Nobody would climb onto a plane whose pilot was discharged from hospital after an overdose hours before. Who would put his children onto the school bus whose driver had been previously treated for an overdose? Coleiro Preca’s outrage about the release of information is misguided. So is Ramona Attard’s.
When former prime minister Alfred Sant was suffering from colon cancer and required treatment the public had a right to know. Sant did the right thing. He was transparent and informed the nation of his health issues. Regular updates with explicit details of his surgery were provided. Didn’t Sant have a right to privacy, too? Were the hospital authorities crossing the line, as Coleiro Preca put it, when they showed us the gory images of how his colonic tumour was excised by his surgeon Anthony Zammit? No.

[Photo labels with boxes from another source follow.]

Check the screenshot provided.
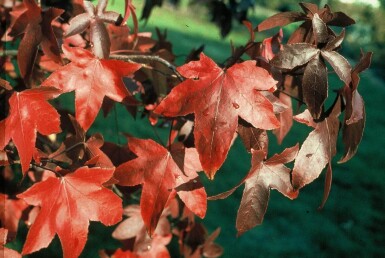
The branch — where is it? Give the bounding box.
[110,55,184,81]
[0,49,184,81]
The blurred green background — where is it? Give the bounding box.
[8,0,385,257]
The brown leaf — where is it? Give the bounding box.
[292,101,341,189]
[302,56,328,118]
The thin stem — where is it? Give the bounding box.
[110,55,184,81]
[31,161,63,177]
[277,89,305,104]
[114,105,121,145]
[51,142,84,159]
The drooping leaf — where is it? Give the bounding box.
[0,228,21,258]
[115,138,206,235]
[49,115,114,170]
[273,93,293,144]
[0,193,28,240]
[209,145,298,235]
[42,46,141,131]
[18,167,123,258]
[338,52,373,163]
[155,53,279,179]
[292,101,341,189]
[256,12,306,31]
[65,0,123,59]
[9,0,64,80]
[302,56,328,118]
[270,43,319,70]
[0,87,60,172]
[321,51,352,85]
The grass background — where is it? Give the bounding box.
[6,0,385,257]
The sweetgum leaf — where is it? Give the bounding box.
[321,51,352,85]
[65,0,123,58]
[208,144,299,235]
[256,12,306,31]
[270,43,319,70]
[0,87,61,172]
[8,0,64,80]
[42,45,141,131]
[302,55,328,118]
[115,138,206,236]
[292,101,341,189]
[18,167,123,258]
[155,53,279,179]
[0,228,21,258]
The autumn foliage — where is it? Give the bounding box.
[0,0,372,257]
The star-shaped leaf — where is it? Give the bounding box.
[65,0,123,58]
[0,87,61,172]
[114,138,207,235]
[292,101,341,189]
[270,28,352,118]
[155,53,279,179]
[209,145,298,235]
[338,52,373,163]
[9,0,64,79]
[18,167,123,258]
[42,46,141,131]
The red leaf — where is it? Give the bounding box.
[18,167,123,258]
[292,101,341,189]
[9,0,64,78]
[155,53,279,179]
[0,87,60,172]
[42,46,140,131]
[302,55,328,118]
[0,228,21,258]
[209,145,298,235]
[273,93,293,144]
[270,43,319,70]
[65,0,123,58]
[0,193,28,239]
[115,138,206,235]
[256,12,306,31]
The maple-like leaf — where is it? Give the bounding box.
[49,115,114,169]
[292,101,341,189]
[42,46,141,131]
[65,0,123,58]
[0,87,60,172]
[0,193,28,239]
[155,53,279,179]
[270,28,352,118]
[8,0,64,79]
[114,138,207,235]
[255,3,355,44]
[338,52,373,163]
[0,228,21,258]
[209,145,298,235]
[112,205,172,257]
[18,167,123,258]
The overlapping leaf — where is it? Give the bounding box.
[292,101,341,189]
[256,3,355,44]
[339,52,373,163]
[115,138,207,235]
[0,228,21,258]
[155,53,279,179]
[65,0,123,58]
[209,145,298,235]
[18,167,123,258]
[9,0,64,79]
[49,116,114,169]
[42,46,140,131]
[0,87,61,172]
[270,27,351,118]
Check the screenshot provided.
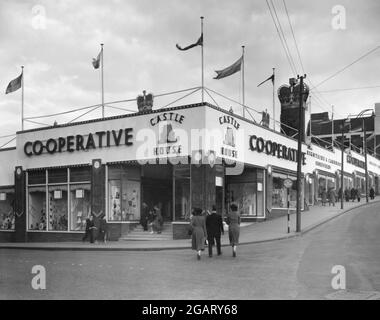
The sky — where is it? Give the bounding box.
[0,0,380,147]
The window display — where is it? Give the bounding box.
[70,184,91,231]
[28,186,46,230]
[272,173,297,208]
[27,166,91,231]
[108,166,141,221]
[226,167,264,217]
[0,189,15,230]
[174,165,191,221]
[48,186,68,231]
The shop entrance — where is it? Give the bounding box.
[141,164,173,221]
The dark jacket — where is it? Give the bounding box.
[86,219,95,231]
[99,218,108,232]
[206,213,224,238]
[190,216,207,251]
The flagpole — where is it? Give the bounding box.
[331,106,334,150]
[272,68,276,131]
[201,16,204,103]
[241,46,245,118]
[21,66,24,130]
[100,43,104,118]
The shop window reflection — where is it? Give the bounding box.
[28,186,46,230]
[174,165,191,221]
[108,165,141,221]
[70,184,91,231]
[0,189,15,230]
[48,186,68,231]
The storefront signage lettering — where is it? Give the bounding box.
[307,150,341,169]
[219,115,240,158]
[347,155,365,168]
[219,116,240,130]
[153,146,182,156]
[150,112,185,126]
[315,161,331,170]
[24,128,133,157]
[249,135,306,165]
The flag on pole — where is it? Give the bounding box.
[92,50,102,69]
[5,72,23,94]
[214,56,243,79]
[175,33,203,51]
[257,74,274,87]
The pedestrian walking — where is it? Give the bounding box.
[369,187,375,200]
[321,188,327,206]
[329,188,336,207]
[356,189,362,202]
[351,187,356,202]
[98,215,108,244]
[344,188,350,202]
[190,208,207,260]
[140,202,149,231]
[227,204,240,258]
[82,214,96,243]
[338,188,343,200]
[206,205,224,257]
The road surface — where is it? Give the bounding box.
[0,204,380,300]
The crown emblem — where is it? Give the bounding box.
[137,90,153,112]
[277,83,309,105]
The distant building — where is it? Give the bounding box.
[306,108,380,158]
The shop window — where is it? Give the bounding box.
[108,166,141,221]
[174,165,191,221]
[70,184,91,231]
[226,168,265,217]
[0,189,15,230]
[272,173,297,208]
[48,186,68,231]
[28,186,46,230]
[28,170,46,184]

Caruana’s health issues are of keen public interest, especially to teachers and students at this disruptive time. Her precipitous return to work is deeply worrying. Nobody should be ‘back in office’ hours after hospitalisation – particularly a Minister, making crucial decisions.
Her return raises serious concerns about her insight. As Ramona Attard pointed out, “this woman has gone through difficult times in the last few months”. Caruana’s judgement has long been suspect. Her latest actions leave no doubt.
Her decision to return to work is not smart – it puts the public and her own health at risk. If a driver is back at work, hours after overdosing, he faces jail. The minister, however, is lauded. Struggling with the pressures of office and personal circumstances, she is making the wrong calls.
The prime minister has two pressing duties. The duty to protect the public from decisions taken by a potentially unfit minister. But also the duty of care towards his minister. If revelations about the Minister’s hospital admission are correct, a few hours of ‘observation’ won’t suffice.
As doctors we are taught that delaying help for a colleague in trouble with such issues can be fatal – and for more than just the single colleague. We have a duty of candour. So does the prime minister.